Systematic approach to leptogenesis in nonequilibrium QFT: vertex contribution to the CP-violating parameter

TL;DR

This paper uses nonequilibrium quantum field theory to analyze leptogenesis, revealing medium effects increase the CP-violating parameter and highlighting advantages of the Kadanoff-Baym formalism over traditional methods.

Contribution

It applies the Schwinger-Keldysh formalism to leptogenesis, demonstrating medium effects on CP violation and addressing issues like double-counting in previous approaches.

Findings

Medium effects increase the vertex contribution to CP violation.

At high temperatures, the CP-violating parameter is several times larger than in vacuum.

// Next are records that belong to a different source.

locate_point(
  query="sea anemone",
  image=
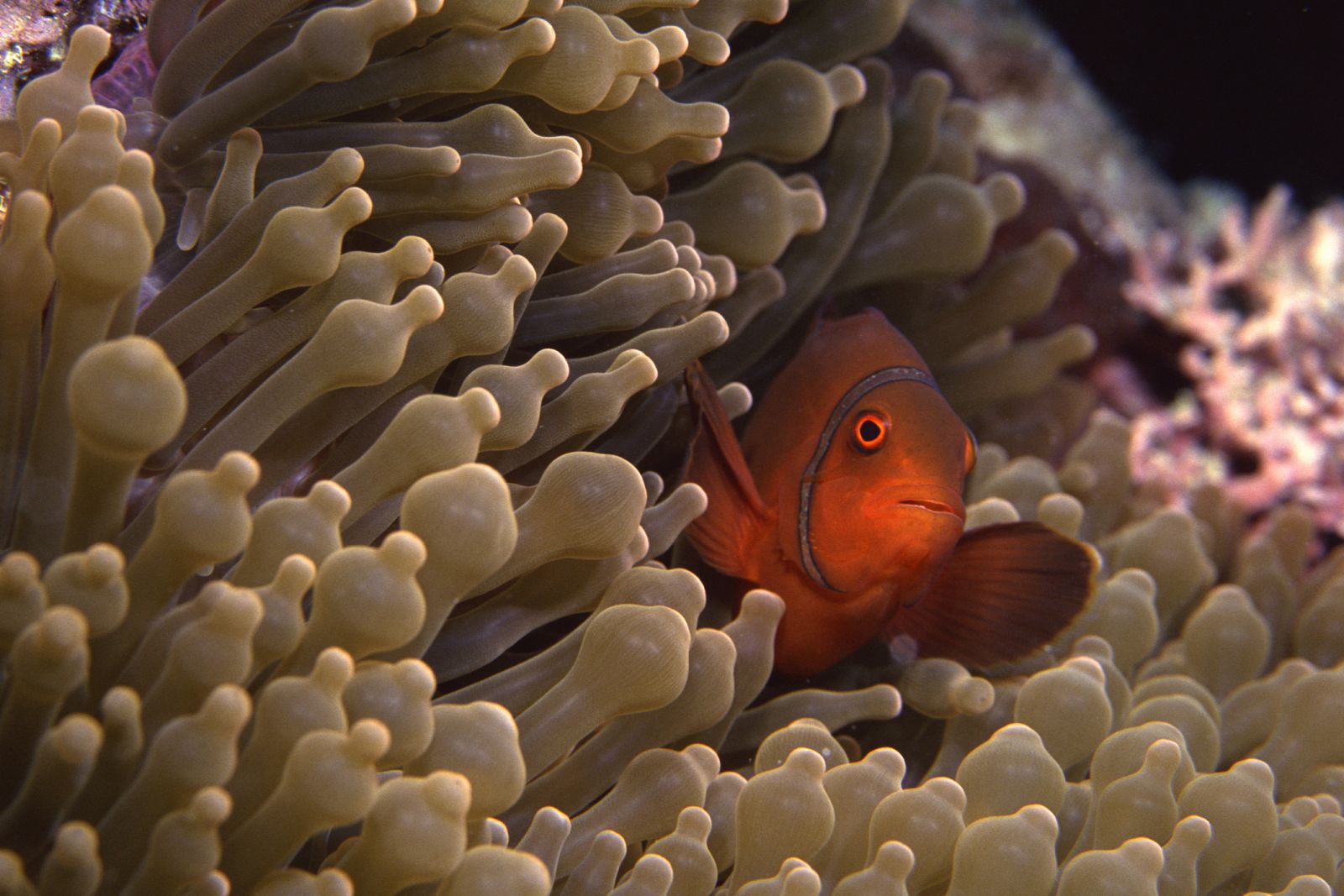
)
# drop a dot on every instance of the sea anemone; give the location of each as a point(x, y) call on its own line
point(335, 338)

The formalism naturally ensures the asymmetry vanishes in equilibrium.

Abstract

The generation of a baryon asymmetry via leptogenesis is usually studied by means of classical kinetic equations whose applicability to processes in the hot and expanding early universe is questionable. The approximations implied by the state-of-the-art description can be tested in a first-principle approach based on nonequilibrium field theory techniques. Here, we apply the Schwinger-Keldysh/Kadanoff-Baym formalism to a simple toy model of leptogenesis. We find that, within the toy model, medium effects increase the vertex contribution to the CP-violating parameter. At high temperatures it is a few times larger than in vacuum and asymptotically reaches the vacuum value as the temperature decreases. Contrary to the results obtained earlier in the framework of thermal field theory, the corrections are only linear in the particle number densities. An important feature of the Kadanoff-Baym formalism is that it is free of the double-counting problem, i.e. no need for real intermediate state subtraction arises. In particular, this means that the structure of the equations automatically ensures that the asymmetry vanishes in equilibrium. These results give a first glimpse into a number of new and interesting effects that can be studied in the framework of nonequilibrium field theory.